Rollins Inc. (NYSE: ROL) reported an insider transaction filed in a Form 4 with the Securities and Exchange Commission showing that Jerry Gahlhoff Jr., the company’s President and CEO, sold 4,510 shares of common stock on January 26, 2026. The shares were transacted at $63.26 each, for total gross proceeds of $285,302.
According to the filing, the sale was executed to satisfy tax withholding obligations associated with the vesting of restricted stock. Following this disposition, Gahlhoff directly holds 328,386 shares of Rollins common stock, a figure that includes both restricted and unrestricted shares. He additionally retains an indirect interest in 1,583 shares through a 401(k) plan.
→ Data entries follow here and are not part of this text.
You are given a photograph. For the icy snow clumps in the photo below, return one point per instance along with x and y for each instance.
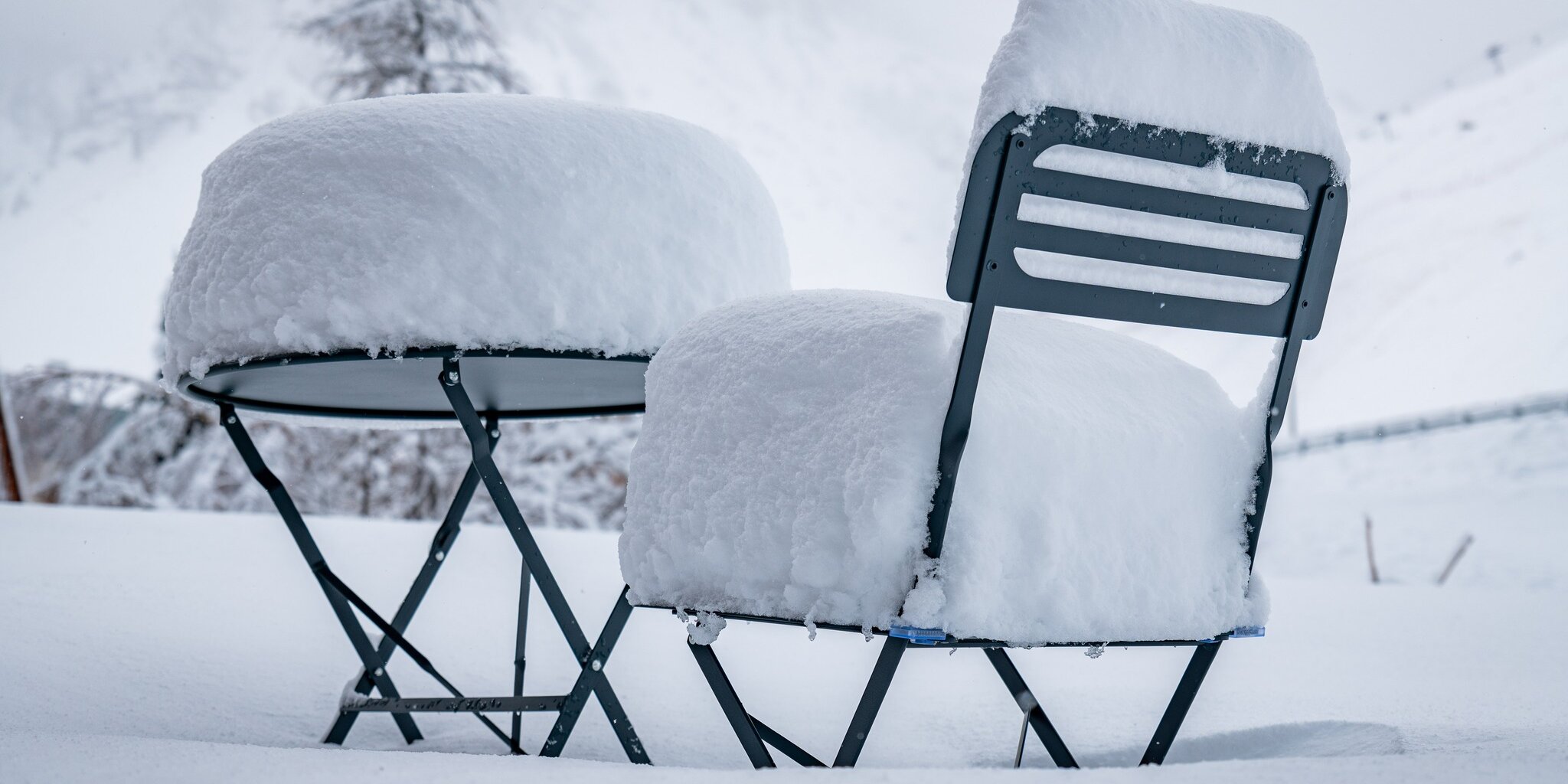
(1170, 63)
(789, 455)
(466, 220)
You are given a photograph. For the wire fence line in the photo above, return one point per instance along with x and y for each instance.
(1521, 408)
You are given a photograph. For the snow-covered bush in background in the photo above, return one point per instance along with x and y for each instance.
(413, 46)
(112, 441)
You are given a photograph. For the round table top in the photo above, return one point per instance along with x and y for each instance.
(523, 383)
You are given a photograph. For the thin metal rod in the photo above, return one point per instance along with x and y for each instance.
(1181, 701)
(439, 544)
(521, 659)
(593, 681)
(871, 703)
(302, 535)
(1034, 714)
(450, 704)
(413, 652)
(1023, 736)
(956, 426)
(730, 701)
(452, 384)
(450, 381)
(786, 745)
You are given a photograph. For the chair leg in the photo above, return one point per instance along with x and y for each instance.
(447, 534)
(374, 664)
(871, 703)
(730, 701)
(1026, 700)
(1181, 701)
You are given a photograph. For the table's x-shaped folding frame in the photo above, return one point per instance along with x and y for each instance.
(592, 681)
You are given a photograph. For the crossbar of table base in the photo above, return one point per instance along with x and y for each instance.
(450, 704)
(374, 658)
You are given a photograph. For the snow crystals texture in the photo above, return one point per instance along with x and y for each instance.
(480, 221)
(1168, 63)
(789, 455)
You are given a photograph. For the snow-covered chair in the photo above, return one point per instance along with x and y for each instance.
(459, 257)
(800, 456)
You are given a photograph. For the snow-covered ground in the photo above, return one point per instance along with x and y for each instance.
(178, 646)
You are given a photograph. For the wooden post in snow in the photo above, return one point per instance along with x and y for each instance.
(10, 453)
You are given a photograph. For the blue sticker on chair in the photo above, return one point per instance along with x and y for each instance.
(918, 635)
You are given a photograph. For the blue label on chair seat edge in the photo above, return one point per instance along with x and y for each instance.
(918, 635)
In a separate corporate update, Rollins has declared its regular quarterly cash dividend of $0.1825 per share. The dividend will be payable on March 10, 2026, to shareholders of record as of February 25, 2026.
Analyst coverage of Rollins ahead of the company’s fourth-quarter earnings release shows a range of views and revised targets:
- UBS raised its price target to $65 while maintaining a Neutral rating, citing a balanced risk/reward profile.
- RBC Capital lifted its price target to $70 and carries an Outperform rating, anticipating steady growth in both residential and commercial services.
- Morgan Stanley upgraded Rollins from Equalweight to Overweight and set a price target of $72, pointing to strong growth and resilient demand for pest services.
- Canaccord Genuity kept a Hold rating with a $55 price target following a meeting with Rollins management.
The filings and analyst notes together present varied expectations for Rollins’ near-term performance and growth trajectory. The insider sale described in the SEC filing reflects a tax-related liquidity event rather than an open-market liquidation tied to the CEO’s changing ownership position.
Given the specific details disclosed in the Form 4 and the array of analyst updates, market participants have concrete items to weigh: the CEO’s retained ownership, the company’s dividend timetable, and divergent broker views going into the quarterly report.